War fears ease — Oil drops as Trump delays Iran strike

TUESDAY, MAY 19, 2026
War fears ease — Oil drops as Trump delays Iran strike

Oil prices slid after Trump delayed a planned Iran strike as Pakistan delivered Tehran’s revised proposal to Washington

  • Oil prices fell sharply after U.S. President Donald Trump delayed a planned military strike against Iran, easing fears of an immediate war.
  • The decision to hold off on military action was made to allow for fresh negotiations after Pakistan delivered a revised diplomatic proposal from Tehran to Washington.
  • The drop in oil prices reflects market relief over the de-escalation, as a potential conflict had threatened to disrupt supply through the Strait of Hormuz, a critical global oil route.

Oil prices fell sharply on Monday after US President Donald Trump said he had decided to hold off on a planned military strike against Iran, opening the door for fresh negotiations after Pakistan delivered a revised proposal from Tehran to Washington.

Reuters reported that the latest diplomatic effort was relayed through Pakistan, which has been acting as an intermediary between the United States and Iran as tensions remain high following weeks of conflict in the Middle East. 

According to Reuters, Trump said he had paused the scheduled attack because he wanted to see whether negotiations could still succeed, although he warned that the US remained prepared for large-scale military action if talks collapsed. 
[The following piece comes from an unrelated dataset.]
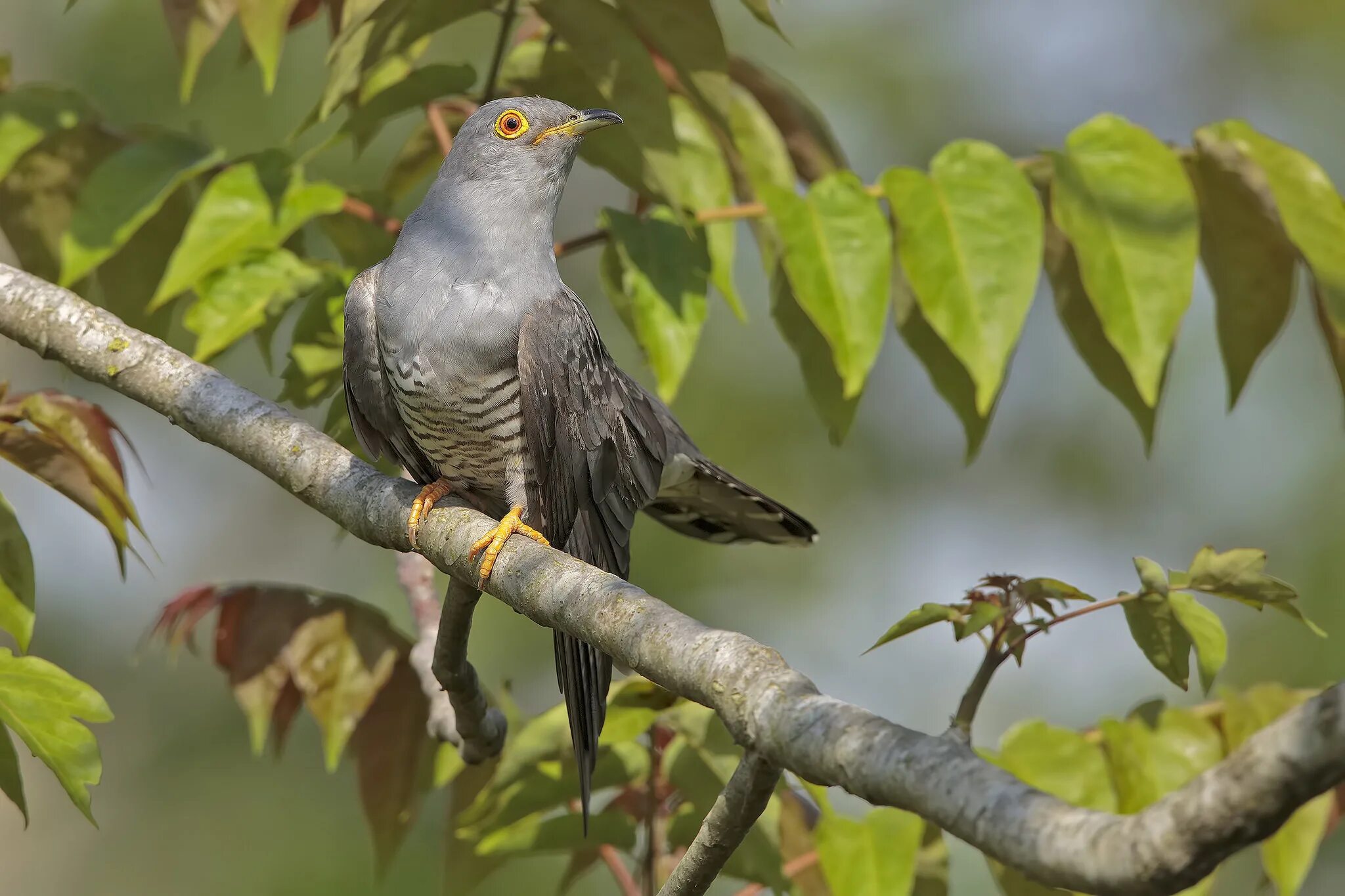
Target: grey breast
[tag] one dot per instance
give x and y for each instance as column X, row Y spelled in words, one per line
column 450, row 351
A Pakistani source said Tehran’s revised proposal focused primarily on ending hostilities, reopening the Strait of Hormuz and easing restrictions affecting shipping and maritime trade. More sensitive issues, including Iran’s nuclear programme and uranium enrichment activities, would likely be handled in later negotiations. 
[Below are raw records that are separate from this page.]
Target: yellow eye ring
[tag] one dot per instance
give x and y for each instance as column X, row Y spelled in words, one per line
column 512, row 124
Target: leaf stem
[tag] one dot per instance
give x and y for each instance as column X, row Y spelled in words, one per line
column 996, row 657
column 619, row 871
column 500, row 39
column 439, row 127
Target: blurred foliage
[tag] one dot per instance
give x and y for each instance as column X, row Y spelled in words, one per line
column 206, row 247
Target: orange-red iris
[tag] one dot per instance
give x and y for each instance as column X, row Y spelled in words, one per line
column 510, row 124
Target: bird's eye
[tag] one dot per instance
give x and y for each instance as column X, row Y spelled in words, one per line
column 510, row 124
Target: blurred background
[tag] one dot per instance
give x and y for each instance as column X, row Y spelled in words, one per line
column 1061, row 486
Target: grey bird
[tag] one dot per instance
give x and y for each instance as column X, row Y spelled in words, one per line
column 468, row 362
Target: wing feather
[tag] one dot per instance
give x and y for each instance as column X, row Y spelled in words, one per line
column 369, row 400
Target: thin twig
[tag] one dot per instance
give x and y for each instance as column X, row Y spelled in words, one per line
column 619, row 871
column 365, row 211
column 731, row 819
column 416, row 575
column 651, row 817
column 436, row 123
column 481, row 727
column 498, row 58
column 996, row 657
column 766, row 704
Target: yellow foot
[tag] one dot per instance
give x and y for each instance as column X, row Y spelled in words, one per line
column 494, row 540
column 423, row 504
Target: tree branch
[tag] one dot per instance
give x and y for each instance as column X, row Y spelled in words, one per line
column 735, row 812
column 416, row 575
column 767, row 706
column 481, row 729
Iranian Foreign Ministry spokesperson Esmaeil Baqaei confirmed that Tehran’s concerns and proposals had been communicated to Washington through Pakistan, but did not disclose further details. Iranian officials have continued to insist that any agreement must include guarantees against future attacks and an end to military operations. 

The diplomatic breakthrough hopes quickly affected global energy markets, with oil prices retreating after days of volatility linked to fears of supply disruption in the Gulf region.

Reuters reported that the most-active July West Texas Intermediate crude contract fell by US$2.08, or 2.02%, to US$102.34 per barrel during Asian trading. The June front-month contract also dropped by US$1.54, or 1.42%, to US$107.12 per barrel after surging more than 3% in the previous trading session. 

Markets had been on edge over the possibility of direct US military action against Iran and the risk of disruption around the Strait of Hormuz, one of the world’s most critical oil shipping routes through which roughly one-fifth of global oil supply passes.

Analysts said the decline reflected temporary relief that immediate escalation might be avoided, although traders remain highly sensitive to any signs that diplomacy could fail or fighting could intensify again across the region.